If the sales team changes you have 90 days to decide if you want to stay
When it comes to contracts and vendors, the most important thing is the relationship. If it’s really that important, and I believe it is, why not emphasize that by putting language in the contract to give you a way out if you get a sales team that is below expectations.
A good sales team is worth their weight in gold, even with the crazy high gold prices we have now. With a bad team, you are fighting a losing battle for any issue. You need someone at the vendor on your side and the people making commission off of you are the ones to be there for you.
We recently had a disagreement with a telecom vendor on a fraud charge. Our sales team went to bat for us and got the charge credited back. Arguably we never should have even seen the charge, and I have to wonder if I will have to fight every time, but without them getting the right people engaged I would have been stuck with the charges.
Billing needs to be correct or the vendor has penalties
If I underpay or miss an invoice I get hit with interest penalties, shouldn’t the same be true if the vendor overcharges me and had to credit me later? Maybe a little pressure on vendors to get their billing systems working properly will reduce all of our costs.
In the 10 years I have been working with telecom companies, I don’t think I’ve gotten more than a handful of bills that have been correct. Even worse is when you finally, after months of time, resolve an issue, it frequently magically re-appears.

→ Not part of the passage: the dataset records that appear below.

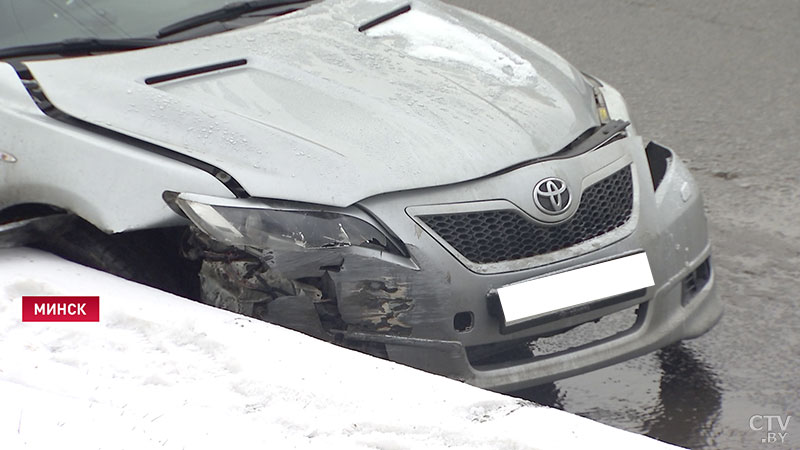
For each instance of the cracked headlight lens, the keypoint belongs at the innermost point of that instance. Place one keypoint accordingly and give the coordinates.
(255, 224)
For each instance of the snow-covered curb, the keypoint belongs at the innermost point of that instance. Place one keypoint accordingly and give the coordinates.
(160, 371)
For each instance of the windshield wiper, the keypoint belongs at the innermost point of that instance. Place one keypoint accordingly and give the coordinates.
(77, 46)
(227, 12)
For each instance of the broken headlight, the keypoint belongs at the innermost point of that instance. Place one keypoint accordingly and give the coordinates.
(263, 224)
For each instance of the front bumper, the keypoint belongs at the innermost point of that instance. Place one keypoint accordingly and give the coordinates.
(431, 310)
(668, 224)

I think billing needs to be correct out of the gate. In fact I think if billing mistakes keep showing up, the penalties should increase. Start at 1% and add a percent to the bill each month it is wrong. If you have a good sales team, they will start reviewing your bill for you, and a really good sales team will then find ways to reduce your costs even more in hopes that you will give them more business.
Chance to renegotiate pricing if market prices decrease
Telecom and networking changes fast; the technology changes and pricing drops every day. To protect yourself and your company, any multi-year contract should be able to be adjusted to cover market pricing drops and new technology.

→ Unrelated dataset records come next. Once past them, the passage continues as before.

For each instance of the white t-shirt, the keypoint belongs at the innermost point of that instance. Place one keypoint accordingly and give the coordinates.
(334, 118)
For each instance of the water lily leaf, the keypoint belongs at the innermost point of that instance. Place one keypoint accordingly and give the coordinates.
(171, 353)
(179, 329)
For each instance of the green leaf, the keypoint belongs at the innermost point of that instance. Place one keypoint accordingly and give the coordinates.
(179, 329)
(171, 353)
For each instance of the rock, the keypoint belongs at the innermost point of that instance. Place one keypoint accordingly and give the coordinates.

I inherited a contract with a large telecom company right about the time that VPN started taking off. The performance was better and the costs were much better and it just made sense to change our frame relay links over to this. Unfortunately our contract didn’t allow us to do that and we ended up having to wait to take advantage of this change. We had planned to upgrade the bandwidth of our links, so the monthly recurring charge to the vendor would have been the same. We ended up switching vendors when the contract was up. A vendor with no flexibility isn’t one I want to do business with.
With the current economy many companies are merging or getting acquired. It’s important to have language in any contract that allows it to be transferred.
If you think there is a chance a competitor will buy the vendor you are working with, add a clause that lets you transfer out of that as well.
As companies enter and exit markets, ensure that your contracts allow this to happen. For example if you close an office in Brazil, make sure you can cancel the circuits without getting penalized for this. If you simply don’t like the vendor and want to change vendors, this won’t apply.
Terminate for convenience
It’s hard to tell what is going to happen in the future, so put in a termination for convenience clause. These usually include a pretty hefty termination fee along with them, but if you just need to get out of the contract for whatever reason, these are invaluable.
Often times these will not be a lot cheaper than paying the contract’s monthly fee, but even a 50% penalty is better than being stuck with a contract that you just can’t use.